Con queste parole, il consigliere regionale del Partito Democratico, Andrea Zanoni, commenta “l’apposizione dei sigilli al cantiere di Malo della Pedemontana, e l’ipotesi di reato di frode nella esecuzione dell’opera”.

 

“Denuncio il silenzio assoluto da parte del Presidente del Veneto – aggiunge il Vicepresidente della Commissione consiliare Ambiente - i calcestruzzi utilizzati per la realizzazione della Superstrada, a quanto pare non a norma, e diversi da quelli di progetto, potrebbero mettere a rischio la sicurezza di centinaia di operai, oltre a quella dell’opera nel suo complesso, dove transiteranno migliaia di veicoli. Quanto emerso dalle intercettazioni, è inquietante: i lavoratori hanno paura a entrare in galleria ‘perché, dicono, viene giù tutto’”.

 

“Quel tunnel – ricorda il consigliere Dem - è già finito sotto sequestro due volte: una, per un incidente mortale nel 2016, l’altra nel 2017, per un crollo della volta di una galleria, in uscita verso Castelgomberto.
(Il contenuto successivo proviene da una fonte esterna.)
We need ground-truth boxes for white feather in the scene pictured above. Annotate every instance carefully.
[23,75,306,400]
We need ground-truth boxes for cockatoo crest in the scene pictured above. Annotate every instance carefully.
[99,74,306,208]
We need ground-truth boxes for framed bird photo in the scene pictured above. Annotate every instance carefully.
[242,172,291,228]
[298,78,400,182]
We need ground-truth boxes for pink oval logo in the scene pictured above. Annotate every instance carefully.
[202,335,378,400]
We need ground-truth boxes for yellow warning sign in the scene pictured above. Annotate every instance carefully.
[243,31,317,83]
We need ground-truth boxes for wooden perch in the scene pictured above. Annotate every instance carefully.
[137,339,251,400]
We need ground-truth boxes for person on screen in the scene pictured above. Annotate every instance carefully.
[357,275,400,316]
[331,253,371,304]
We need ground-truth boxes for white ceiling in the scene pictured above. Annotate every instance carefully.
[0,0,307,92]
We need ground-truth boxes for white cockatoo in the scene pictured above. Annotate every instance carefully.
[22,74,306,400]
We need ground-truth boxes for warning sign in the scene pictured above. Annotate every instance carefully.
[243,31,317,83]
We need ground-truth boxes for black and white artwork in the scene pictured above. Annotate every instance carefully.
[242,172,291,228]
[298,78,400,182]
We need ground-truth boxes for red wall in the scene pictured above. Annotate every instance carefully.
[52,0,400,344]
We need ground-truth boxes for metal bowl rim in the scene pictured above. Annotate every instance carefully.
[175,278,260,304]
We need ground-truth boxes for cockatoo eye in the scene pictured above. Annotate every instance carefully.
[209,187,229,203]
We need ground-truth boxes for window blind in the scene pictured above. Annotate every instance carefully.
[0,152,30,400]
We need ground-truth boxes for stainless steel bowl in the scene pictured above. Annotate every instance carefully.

Fatta salva la presunzione di innocenza, la Regione non può limitarsi a un comunicato asettico e impersonale, di poche righe, emanato dalla Struttura di Progetto”.

“Sono firmatario di un’interrogazione – informa l’esponente dei Democratici - in cui chiedo di verificare i materiali utilizzati in tutti i cantieri dei 94 chilometri della Pedemontana, la presenza della marcatura Ce e se i materiai stessi siano rispondenti agli elaborati progettuali”.

 

“La Regione ha il dovere di intervenire – ribadisce Zanoni -  è parte lesa e questa infrastruttura, dall’esorbitante costo di due miliardi di euro, è pagata per ben 914 milioni dai contribuenti veneti. Il Governatore Zaia, che adesso sta zitto, è lo stesso che poco più di un mese fa, entusiasta, tagliava il nastro insieme al Ministro Salvini per inaugurare il primo tratto. E sempre per la Pedemontana, ci aveva onorato della sua presenza in Consiglio regionale, dove non lo vediamo mai: era il 7 marzo 2017 e con tanto di filmato con colonna sonora da trionfo e decine di slide, annunciò la nuova convenzione, con lo stanziamento di altri 300 milioni di fondi pubblici per imprimere un’accelerata all’opera e, di fatto, ’sanare’ le inadempienze del concessionario”.

 

“Visto che, quando vuole, sull’argomento è decisamente loquace – conclude Andrea Zanoni -  perché adesso il Presidente Zaia ha deciso di restare muto?”.